Thursday, April 25, 2013
A New Earth
A plum tree, one of the earliest fruit trees to blossom in our neighborhood.
Revelation 21:1-7 is certainly my favorite passage in the last book of the Bible and one of my favorites in the whole New Testament. When I was active as a pastor, it was often a passage that I used for funerals as a comforting promise of the afterlife, but I think it is an exciting proclamation of what is also happening already.
As we hear these passages from Revelation on the Sundays of Easter, the light of the Resurrection adds new meaning to them. Jesus has risen into this new heaven and new earth and makes it accessible to us right here and now. By becoming human, and even more so by rising into God, Jesus is himself the wedding of humanity and divinity.

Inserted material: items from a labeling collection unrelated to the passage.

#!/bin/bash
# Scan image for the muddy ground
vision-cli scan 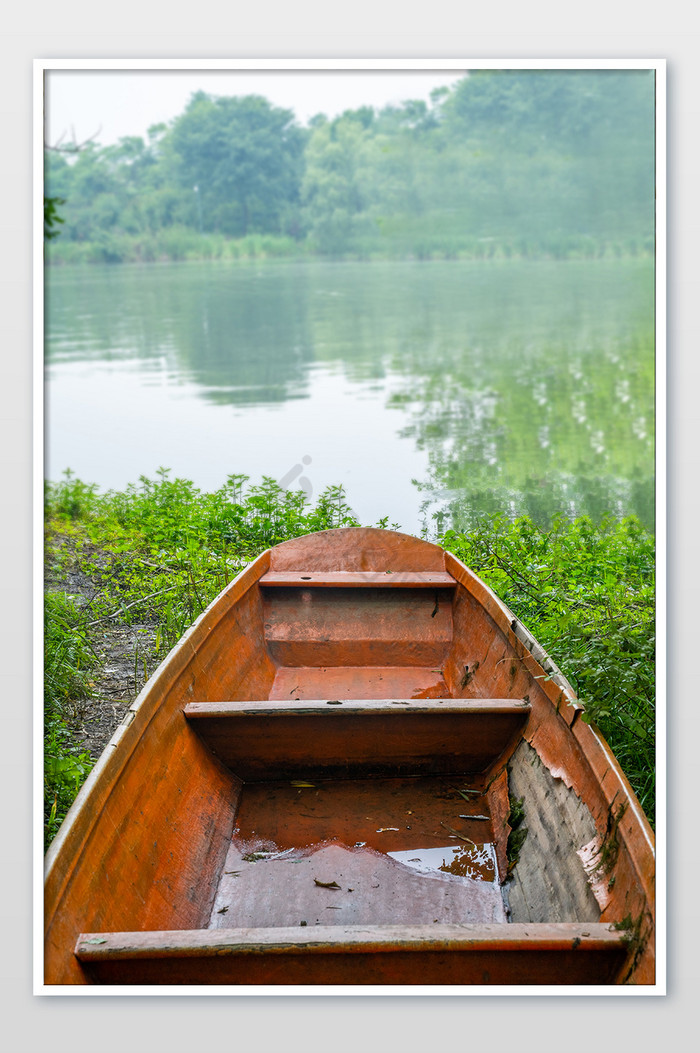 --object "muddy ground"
[44,535,162,760]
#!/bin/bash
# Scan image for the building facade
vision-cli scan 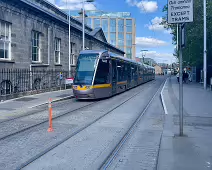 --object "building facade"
[0,0,124,70]
[154,65,163,75]
[69,11,136,60]
[0,0,124,100]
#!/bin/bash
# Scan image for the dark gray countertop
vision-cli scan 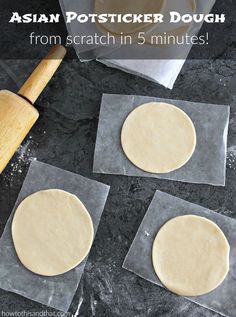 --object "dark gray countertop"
[0,1,236,317]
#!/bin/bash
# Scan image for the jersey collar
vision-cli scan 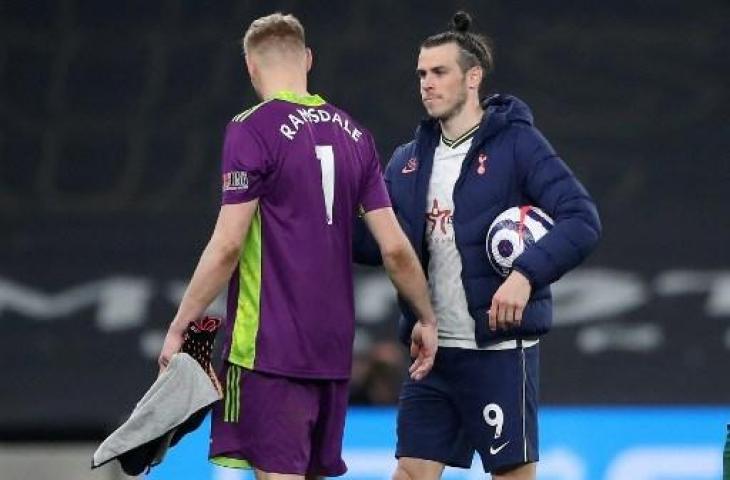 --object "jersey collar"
[441,122,481,148]
[271,90,327,107]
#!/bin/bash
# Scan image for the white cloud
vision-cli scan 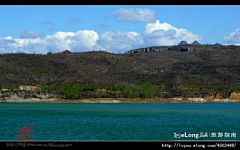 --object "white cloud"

Here in the Revelation passage the union of God's people with God is compared to "a bride adorned to meet her husband." In this new heaven and new earth the home of God is now with us. Repeating from last Sunday's passage, from much earlier in Revelation, the visionary tells us that God will wipe away every tear from our eyes and lead us to the springs of life-giving water. "There will be no more death or mourning, no more crying out or pain....And the One who was seated on the throne said, 'See, I make all things new.'"
Teilhard de Chardin sees our whole universe evolving into this newness, into the Risen Christ. He says, "By virtue of creation and even more of the incarnation, there is nothing profane for those who know how to see."